Evaluates the [probability density function][pdf] (PDF) for a [Wald][wald-distribution] distribution with parameters `mu` (mean) and `lambda` (shape parameter).

```javascript
var y = pdf( 2.0, 1.0, 1.0 );
// returns ~0.110

y = pdf( 0.5, 2.0, 3.0 );
// returns ~0.362
```

If provided `NaN` as any argument, the function returns `NaN`.

```javascript
var y = pdf( NaN, 1.0, 1.0 );
// returns NaN

y = pdf( 1.0, NaN, 1.0 );
// returns NaN

y = pdf( 1.0, 1.0, NaN );
// returns NaN
```

If provided `mu <= 0`, the function returns `NaN`.

```javascript
var y = pdf( 2.0, 0.0, 1.0 );
// returns NaN

y = pdf( 2.0, -1.0, 1.0 );
// returns NaN
```

If provided `lambda < 0`, the function returns `NaN`.

```javascript
var y = pdf( 2.0, 1.0, -1.0 );
// returns NaN
```

If provided `lambda = 0`, the function evaluates the [PDF][pdf] of a [degenerate distribution][degenerate-distribution] centered at `mu`.

```javascript
var y = pdf( 2.0, 1.0, 0.0 );
// returns 0.0

y = pdf( 1.0, 1.0, 0.0 );
// returns Infinity
```

If provided `x <= 0`, the function returns `0.0`.

```javascript
var y = pdf( 0.0, 1.0, 1.0 );
// returns 0.0

y = pdf( -1.0, 1.0, 1.0 );
// returns 0.0
```

#### pdf.factory( mu, lambda )

Partially applies `mu` and `lambda` to create a reusable `function` for evaluating the PDF.

```javascript
var mypdf = pdf.factory( 1.0, 1.0 );

var y = mypdf( 2.0 );
// returns ~0.110

y = mypdf( 0.5 );
// returns ~0.879
```

</section>

<!-- /.usage -->

<section class="examples">

## Examples

<!-- eslint no-undef: "error" -->

```javascript
var uniform = require( '@stdlib/random/array/uniform' );
var logEachMap = require( '@stdlib/console/log-each-map' );
var EPS = require( '@stdlib/constants/float64/eps' );
var pdf = require( '@stdlib/stats/base/dists/wald/pdf' );

var opts = {
'dtype': 'float64'
};
var x = uniform( 10, EPS, 10.0, opts );
var mu = uniform( 10, EPS, 10.0, opts );
var lambda = uniform( 10, EPS, 20.0, opts );

logEachMap( 'x: %0.4f, µ: %0.4f, λ: %0.4f, f(x;µ,λ): %0.4f', x, mu, lambda, pdf );
```

</section>

<!-- /.examples -->

<!-- C interface documentation. -->

* * *

<section class="c">

## C APIs

<!-- Section to include introductory text.
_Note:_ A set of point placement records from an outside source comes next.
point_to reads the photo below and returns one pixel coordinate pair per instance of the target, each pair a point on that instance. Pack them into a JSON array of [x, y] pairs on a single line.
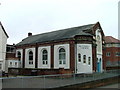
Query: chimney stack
[[29, 34]]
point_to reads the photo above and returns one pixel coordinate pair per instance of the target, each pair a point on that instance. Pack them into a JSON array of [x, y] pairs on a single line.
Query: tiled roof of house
[[110, 39], [3, 29], [57, 35]]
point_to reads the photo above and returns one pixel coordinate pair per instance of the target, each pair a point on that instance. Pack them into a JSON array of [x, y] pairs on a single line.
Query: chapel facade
[[72, 50]]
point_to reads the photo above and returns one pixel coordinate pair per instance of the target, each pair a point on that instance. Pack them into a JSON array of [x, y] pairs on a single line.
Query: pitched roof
[[57, 35], [4, 29], [110, 39]]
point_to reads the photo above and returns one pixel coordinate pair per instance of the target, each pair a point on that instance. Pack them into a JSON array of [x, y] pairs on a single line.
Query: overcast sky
[[37, 16]]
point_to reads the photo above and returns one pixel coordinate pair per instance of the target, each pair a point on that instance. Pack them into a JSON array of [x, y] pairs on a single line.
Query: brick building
[[72, 50], [3, 40], [112, 52]]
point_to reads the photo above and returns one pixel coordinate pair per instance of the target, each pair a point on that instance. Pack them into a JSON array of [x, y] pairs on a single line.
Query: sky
[[19, 17]]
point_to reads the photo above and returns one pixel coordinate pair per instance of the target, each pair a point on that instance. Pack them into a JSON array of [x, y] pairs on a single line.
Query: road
[[117, 85]]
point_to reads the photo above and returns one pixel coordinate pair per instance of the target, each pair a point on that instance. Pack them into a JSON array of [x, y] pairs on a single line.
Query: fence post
[[44, 81], [74, 76]]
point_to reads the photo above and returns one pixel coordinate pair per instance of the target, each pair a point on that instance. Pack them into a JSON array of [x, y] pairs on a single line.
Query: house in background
[[11, 60], [3, 41], [73, 50], [112, 52]]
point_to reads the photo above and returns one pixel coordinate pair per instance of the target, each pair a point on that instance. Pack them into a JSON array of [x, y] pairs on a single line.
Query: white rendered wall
[[21, 60], [56, 56], [13, 65], [84, 49], [40, 64], [27, 65]]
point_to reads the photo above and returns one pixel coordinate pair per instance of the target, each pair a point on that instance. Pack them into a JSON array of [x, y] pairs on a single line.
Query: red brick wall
[[112, 51], [94, 57]]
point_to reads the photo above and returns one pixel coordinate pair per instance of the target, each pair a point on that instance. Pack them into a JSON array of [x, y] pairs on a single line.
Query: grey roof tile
[[57, 35]]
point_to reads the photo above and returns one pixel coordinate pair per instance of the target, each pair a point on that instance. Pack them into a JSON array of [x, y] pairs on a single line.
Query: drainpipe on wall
[[75, 57]]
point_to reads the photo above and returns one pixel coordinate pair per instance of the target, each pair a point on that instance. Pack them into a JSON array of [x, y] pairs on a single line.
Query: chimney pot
[[29, 34]]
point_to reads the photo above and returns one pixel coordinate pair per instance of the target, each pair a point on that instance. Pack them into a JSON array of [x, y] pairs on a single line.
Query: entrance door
[[99, 65]]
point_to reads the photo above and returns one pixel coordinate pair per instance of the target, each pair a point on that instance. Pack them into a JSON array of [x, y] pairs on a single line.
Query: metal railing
[[53, 81]]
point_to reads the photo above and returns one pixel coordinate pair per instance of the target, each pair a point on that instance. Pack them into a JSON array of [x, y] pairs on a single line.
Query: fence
[[53, 81]]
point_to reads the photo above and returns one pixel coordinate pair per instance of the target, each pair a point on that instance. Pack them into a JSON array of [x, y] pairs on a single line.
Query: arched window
[[84, 58], [89, 60], [79, 57], [30, 57], [44, 57], [19, 55], [62, 56]]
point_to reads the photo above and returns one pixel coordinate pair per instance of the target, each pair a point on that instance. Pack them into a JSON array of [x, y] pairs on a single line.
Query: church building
[[72, 50]]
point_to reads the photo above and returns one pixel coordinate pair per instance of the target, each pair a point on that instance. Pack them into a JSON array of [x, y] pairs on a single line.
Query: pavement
[[51, 81]]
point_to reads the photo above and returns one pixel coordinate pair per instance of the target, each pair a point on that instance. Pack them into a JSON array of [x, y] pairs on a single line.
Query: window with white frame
[[62, 56], [19, 55], [10, 63], [79, 57], [89, 60], [117, 54], [15, 63], [44, 57], [108, 54], [0, 66], [30, 57], [84, 58]]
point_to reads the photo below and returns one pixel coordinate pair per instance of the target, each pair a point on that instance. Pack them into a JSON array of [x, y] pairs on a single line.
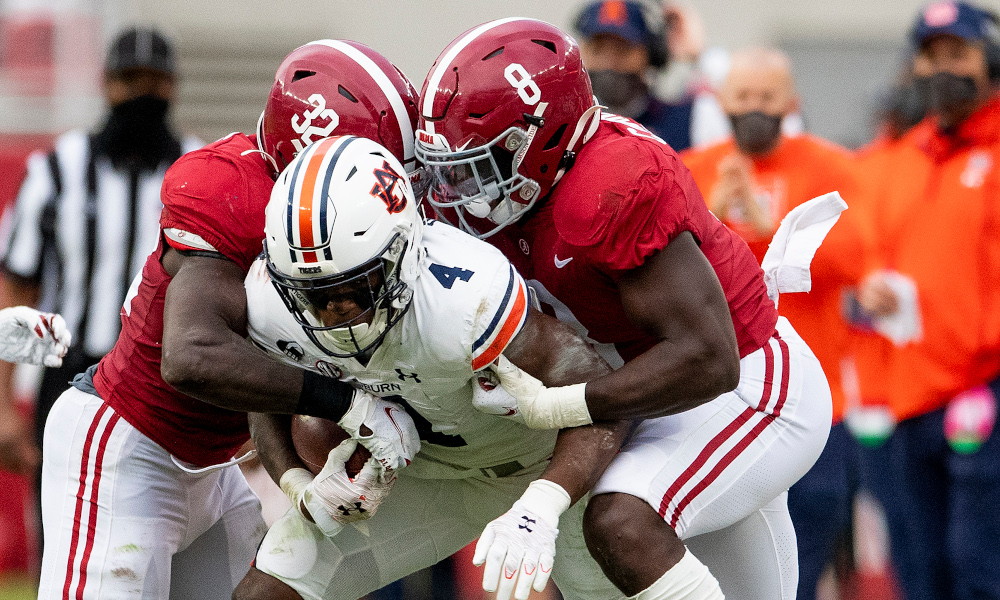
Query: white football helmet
[[342, 224]]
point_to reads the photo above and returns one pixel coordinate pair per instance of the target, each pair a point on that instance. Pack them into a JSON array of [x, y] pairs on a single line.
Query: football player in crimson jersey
[[140, 496], [609, 229], [361, 287]]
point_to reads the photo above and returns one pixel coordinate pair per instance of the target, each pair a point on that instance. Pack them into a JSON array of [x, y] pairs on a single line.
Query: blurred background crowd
[[894, 104]]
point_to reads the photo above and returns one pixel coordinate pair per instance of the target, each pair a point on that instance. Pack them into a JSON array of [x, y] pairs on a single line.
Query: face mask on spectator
[[624, 94], [756, 132], [136, 132], [909, 103], [947, 91]]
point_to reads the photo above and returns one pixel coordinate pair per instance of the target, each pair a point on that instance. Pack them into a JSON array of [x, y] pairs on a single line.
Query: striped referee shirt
[[84, 244]]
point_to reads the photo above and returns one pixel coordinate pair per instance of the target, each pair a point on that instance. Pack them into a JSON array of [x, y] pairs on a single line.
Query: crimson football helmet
[[337, 87], [503, 112]]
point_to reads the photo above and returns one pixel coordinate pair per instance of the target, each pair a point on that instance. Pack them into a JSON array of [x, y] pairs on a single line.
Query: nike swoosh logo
[[561, 263]]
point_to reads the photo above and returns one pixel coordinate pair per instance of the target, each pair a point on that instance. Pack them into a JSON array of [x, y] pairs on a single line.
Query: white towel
[[786, 263]]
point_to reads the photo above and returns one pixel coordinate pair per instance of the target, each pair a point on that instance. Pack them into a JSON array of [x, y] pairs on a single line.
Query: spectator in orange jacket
[[751, 182], [938, 212]]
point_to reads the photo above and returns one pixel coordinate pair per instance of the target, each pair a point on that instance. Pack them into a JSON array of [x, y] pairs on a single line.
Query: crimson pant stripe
[[94, 489], [79, 498], [742, 445], [722, 436], [786, 367]]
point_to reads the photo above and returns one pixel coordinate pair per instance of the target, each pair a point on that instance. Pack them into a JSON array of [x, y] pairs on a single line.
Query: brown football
[[313, 439]]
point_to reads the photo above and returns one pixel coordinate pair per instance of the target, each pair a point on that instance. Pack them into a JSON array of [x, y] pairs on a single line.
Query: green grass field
[[17, 588]]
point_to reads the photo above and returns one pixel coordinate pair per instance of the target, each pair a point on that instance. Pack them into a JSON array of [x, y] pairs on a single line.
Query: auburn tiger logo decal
[[387, 189]]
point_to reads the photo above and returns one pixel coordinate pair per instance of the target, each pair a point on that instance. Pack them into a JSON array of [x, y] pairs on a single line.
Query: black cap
[[141, 47]]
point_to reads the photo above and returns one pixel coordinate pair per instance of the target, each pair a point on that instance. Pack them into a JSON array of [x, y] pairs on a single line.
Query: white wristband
[[558, 408], [293, 482], [547, 499]]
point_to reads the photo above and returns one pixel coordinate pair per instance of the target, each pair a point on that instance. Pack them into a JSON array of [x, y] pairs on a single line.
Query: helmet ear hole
[[556, 138], [343, 92], [546, 44]]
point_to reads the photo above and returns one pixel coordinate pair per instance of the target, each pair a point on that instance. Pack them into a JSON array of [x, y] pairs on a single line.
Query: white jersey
[[468, 303]]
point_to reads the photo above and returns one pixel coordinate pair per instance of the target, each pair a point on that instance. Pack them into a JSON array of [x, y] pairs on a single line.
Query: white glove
[[384, 428], [32, 337], [540, 407], [333, 499], [522, 542]]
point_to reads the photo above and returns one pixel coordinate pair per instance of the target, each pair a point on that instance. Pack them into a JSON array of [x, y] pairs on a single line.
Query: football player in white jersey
[[354, 285]]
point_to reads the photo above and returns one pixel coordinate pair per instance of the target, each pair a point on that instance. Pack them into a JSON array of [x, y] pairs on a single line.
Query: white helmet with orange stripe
[[342, 242]]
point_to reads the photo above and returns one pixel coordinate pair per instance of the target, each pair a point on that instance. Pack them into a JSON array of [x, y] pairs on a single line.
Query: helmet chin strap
[[589, 121], [412, 258], [260, 145]]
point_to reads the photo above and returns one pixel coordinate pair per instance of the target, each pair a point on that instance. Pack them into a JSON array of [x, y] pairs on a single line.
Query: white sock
[[689, 579]]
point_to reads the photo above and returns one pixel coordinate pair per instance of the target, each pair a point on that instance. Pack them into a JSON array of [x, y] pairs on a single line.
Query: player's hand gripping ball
[[314, 438], [384, 428]]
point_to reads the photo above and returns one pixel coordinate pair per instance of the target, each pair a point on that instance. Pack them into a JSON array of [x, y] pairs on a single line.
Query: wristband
[[293, 483], [547, 499], [324, 397], [558, 408]]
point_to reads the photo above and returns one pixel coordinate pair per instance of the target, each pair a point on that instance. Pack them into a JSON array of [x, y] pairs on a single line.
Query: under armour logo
[[402, 376], [527, 523], [348, 509]]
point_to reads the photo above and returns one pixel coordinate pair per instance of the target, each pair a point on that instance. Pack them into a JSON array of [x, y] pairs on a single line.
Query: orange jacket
[[799, 169], [870, 352], [936, 199]]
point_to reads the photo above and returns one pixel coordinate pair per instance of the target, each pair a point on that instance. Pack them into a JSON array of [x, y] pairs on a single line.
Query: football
[[313, 439]]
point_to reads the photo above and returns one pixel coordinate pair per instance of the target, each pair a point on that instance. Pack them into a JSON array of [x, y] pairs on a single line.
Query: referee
[[86, 217]]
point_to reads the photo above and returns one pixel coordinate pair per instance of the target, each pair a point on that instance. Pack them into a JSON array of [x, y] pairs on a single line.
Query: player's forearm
[[553, 353], [583, 453], [232, 374], [272, 436], [667, 379]]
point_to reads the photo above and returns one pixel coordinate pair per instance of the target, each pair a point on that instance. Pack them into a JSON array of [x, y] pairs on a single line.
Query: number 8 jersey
[[468, 304]]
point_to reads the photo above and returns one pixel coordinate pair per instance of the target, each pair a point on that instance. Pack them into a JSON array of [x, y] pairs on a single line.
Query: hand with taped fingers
[[519, 547], [33, 337], [332, 499], [537, 406], [384, 428]]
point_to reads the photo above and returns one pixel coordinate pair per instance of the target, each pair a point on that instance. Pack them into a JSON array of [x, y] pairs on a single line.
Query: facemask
[[947, 92], [136, 134], [624, 94], [756, 132]]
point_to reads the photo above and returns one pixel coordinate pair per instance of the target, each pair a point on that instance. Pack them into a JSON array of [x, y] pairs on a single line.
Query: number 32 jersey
[[468, 303]]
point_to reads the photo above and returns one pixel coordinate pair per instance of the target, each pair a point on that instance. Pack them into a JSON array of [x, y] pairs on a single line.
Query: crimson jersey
[[627, 196], [214, 198]]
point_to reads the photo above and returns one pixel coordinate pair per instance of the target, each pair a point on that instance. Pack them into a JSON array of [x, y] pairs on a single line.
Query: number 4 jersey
[[468, 303]]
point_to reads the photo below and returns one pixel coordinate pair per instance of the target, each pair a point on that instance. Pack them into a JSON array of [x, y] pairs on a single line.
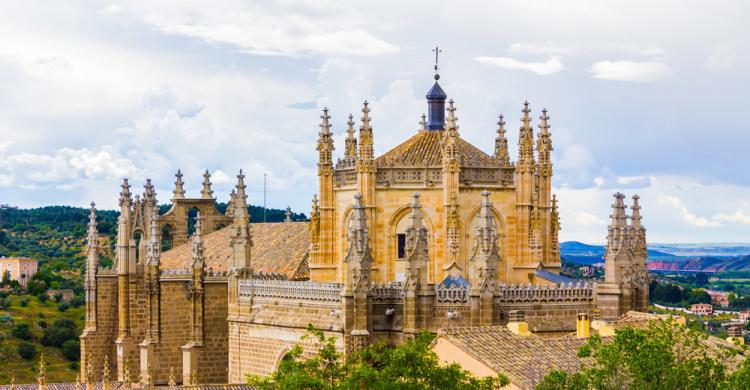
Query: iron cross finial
[[437, 52]]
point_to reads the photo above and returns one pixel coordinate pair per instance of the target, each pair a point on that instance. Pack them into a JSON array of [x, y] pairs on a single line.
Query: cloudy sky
[[645, 97]]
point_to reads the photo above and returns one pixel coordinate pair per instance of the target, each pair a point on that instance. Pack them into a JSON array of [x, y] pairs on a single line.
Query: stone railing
[[455, 294], [291, 290], [387, 292], [571, 292]]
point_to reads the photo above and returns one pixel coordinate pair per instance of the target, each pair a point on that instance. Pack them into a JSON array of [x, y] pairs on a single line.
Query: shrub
[[60, 332], [72, 350], [21, 331], [78, 301], [26, 350]]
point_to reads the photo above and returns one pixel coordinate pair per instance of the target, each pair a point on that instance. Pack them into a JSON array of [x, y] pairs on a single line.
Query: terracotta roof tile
[[280, 247], [425, 149]]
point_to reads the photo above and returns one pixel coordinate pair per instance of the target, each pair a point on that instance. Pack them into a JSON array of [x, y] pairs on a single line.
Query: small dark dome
[[436, 93]]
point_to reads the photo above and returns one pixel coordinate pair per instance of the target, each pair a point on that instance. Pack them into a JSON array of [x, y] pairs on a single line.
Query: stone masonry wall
[[96, 344]]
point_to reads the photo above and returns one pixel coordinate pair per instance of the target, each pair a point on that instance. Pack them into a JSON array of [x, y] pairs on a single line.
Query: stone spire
[[230, 204], [351, 139], [366, 151], [179, 190], [501, 143], [358, 256], [206, 192], [315, 221], [544, 146], [288, 214], [526, 142], [153, 247], [149, 194], [42, 376], [92, 267], [198, 258], [486, 257], [416, 248], [240, 214], [126, 201], [241, 236], [325, 145]]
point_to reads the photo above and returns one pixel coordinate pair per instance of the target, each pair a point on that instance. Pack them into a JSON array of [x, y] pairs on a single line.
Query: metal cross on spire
[[437, 53]]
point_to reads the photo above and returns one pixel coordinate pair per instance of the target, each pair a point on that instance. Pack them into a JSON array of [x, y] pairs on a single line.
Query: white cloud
[[647, 71], [551, 66], [738, 216], [722, 57], [316, 28], [686, 215]]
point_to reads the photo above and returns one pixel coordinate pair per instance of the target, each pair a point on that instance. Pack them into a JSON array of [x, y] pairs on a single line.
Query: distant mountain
[[704, 264]]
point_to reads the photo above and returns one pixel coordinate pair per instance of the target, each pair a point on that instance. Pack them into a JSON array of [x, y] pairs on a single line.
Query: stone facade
[[433, 234]]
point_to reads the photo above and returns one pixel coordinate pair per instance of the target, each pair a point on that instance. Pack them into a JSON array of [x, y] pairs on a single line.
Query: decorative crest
[[206, 192], [179, 189]]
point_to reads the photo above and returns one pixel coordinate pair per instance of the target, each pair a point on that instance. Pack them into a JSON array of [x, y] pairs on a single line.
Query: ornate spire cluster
[[486, 256], [526, 162], [126, 201], [358, 256], [179, 189], [325, 145], [366, 151], [501, 144], [206, 192], [350, 150]]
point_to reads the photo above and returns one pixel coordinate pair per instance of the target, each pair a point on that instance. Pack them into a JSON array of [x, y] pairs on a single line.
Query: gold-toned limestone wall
[[96, 344], [213, 364], [258, 349]]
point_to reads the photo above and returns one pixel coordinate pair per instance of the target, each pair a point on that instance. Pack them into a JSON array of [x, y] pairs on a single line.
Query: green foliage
[[72, 350], [60, 332], [21, 331], [411, 365], [664, 356], [26, 350]]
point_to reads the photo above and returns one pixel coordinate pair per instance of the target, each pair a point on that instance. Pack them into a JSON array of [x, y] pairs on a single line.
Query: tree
[[411, 365], [21, 331], [663, 356], [72, 350], [26, 350]]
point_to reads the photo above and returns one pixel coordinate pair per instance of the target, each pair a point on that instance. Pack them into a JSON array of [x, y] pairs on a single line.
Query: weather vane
[[437, 52]]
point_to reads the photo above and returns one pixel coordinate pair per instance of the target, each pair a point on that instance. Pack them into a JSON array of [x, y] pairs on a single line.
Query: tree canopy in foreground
[[663, 356], [411, 365]]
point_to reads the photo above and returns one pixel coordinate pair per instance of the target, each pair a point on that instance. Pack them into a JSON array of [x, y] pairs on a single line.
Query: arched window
[[167, 236]]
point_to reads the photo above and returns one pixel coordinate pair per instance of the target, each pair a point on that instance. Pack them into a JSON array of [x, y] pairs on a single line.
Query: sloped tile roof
[[525, 360], [425, 149], [278, 247]]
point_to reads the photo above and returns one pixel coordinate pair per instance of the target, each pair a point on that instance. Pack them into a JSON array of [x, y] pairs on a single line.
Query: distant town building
[[19, 268], [719, 297], [702, 309]]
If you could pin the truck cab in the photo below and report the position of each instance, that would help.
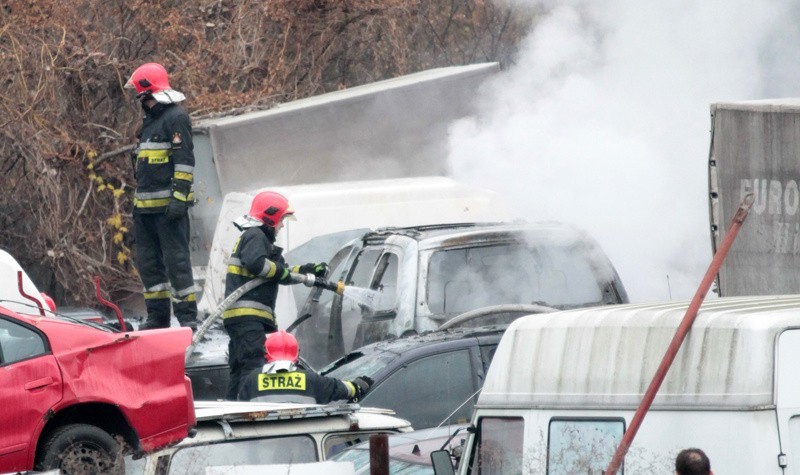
(401, 281)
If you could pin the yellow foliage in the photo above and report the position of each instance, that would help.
(115, 221)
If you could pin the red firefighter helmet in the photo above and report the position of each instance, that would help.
(152, 79)
(281, 346)
(270, 208)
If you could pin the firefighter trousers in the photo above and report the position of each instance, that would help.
(163, 261)
(245, 350)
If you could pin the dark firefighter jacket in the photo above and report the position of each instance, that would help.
(164, 167)
(293, 385)
(255, 255)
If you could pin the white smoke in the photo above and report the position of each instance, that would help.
(604, 120)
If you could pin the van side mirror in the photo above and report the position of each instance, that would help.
(442, 464)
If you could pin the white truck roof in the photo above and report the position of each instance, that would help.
(605, 357)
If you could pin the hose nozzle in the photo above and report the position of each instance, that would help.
(337, 287)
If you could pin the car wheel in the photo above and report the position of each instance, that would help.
(81, 448)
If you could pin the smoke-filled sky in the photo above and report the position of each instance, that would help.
(604, 122)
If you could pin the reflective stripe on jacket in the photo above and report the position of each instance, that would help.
(164, 164)
(255, 255)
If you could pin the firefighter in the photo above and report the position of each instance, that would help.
(281, 380)
(163, 167)
(255, 254)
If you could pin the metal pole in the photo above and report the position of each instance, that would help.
(680, 335)
(378, 454)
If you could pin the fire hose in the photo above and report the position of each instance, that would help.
(309, 280)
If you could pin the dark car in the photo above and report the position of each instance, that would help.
(428, 379)
(209, 372)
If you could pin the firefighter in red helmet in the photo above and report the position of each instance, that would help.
(255, 255)
(282, 380)
(163, 164)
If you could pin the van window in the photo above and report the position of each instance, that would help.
(582, 445)
(499, 447)
(557, 276)
(385, 284)
(276, 450)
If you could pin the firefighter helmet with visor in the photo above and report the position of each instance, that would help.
(282, 346)
(151, 79)
(271, 208)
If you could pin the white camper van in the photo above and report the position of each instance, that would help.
(328, 208)
(563, 387)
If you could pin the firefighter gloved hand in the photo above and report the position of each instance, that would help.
(175, 209)
(319, 270)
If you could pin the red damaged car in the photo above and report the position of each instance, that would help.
(76, 395)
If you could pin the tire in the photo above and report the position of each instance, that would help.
(81, 449)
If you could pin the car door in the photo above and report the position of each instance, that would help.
(430, 389)
(30, 384)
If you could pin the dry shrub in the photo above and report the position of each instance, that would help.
(66, 122)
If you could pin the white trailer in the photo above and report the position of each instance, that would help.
(393, 128)
(755, 147)
(563, 387)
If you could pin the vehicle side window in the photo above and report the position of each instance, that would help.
(276, 450)
(499, 447)
(385, 283)
(442, 381)
(582, 445)
(351, 310)
(19, 343)
(336, 443)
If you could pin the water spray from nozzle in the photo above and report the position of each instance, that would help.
(310, 280)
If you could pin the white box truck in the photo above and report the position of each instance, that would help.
(342, 211)
(563, 387)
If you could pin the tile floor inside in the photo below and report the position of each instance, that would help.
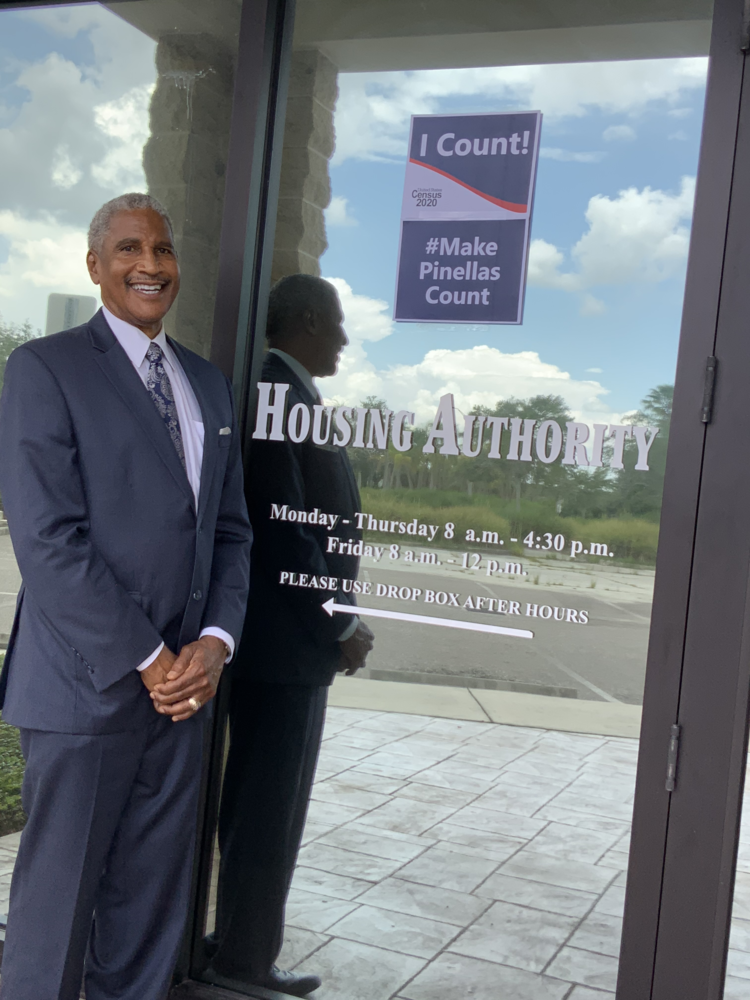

Make sure to keep an empty line after the intro `section` element and another before the `/section` close. -->

<section class="intro">

</section>

<!-- /.intro -->

<!-- C usage documentation. -->

<section class="usage">

### Usage

```c
#include "stdlib/stats/base/dists/wald/pdf.h"
```

#### stdlib_base_dists_wald_pdf( x, mu, lambda )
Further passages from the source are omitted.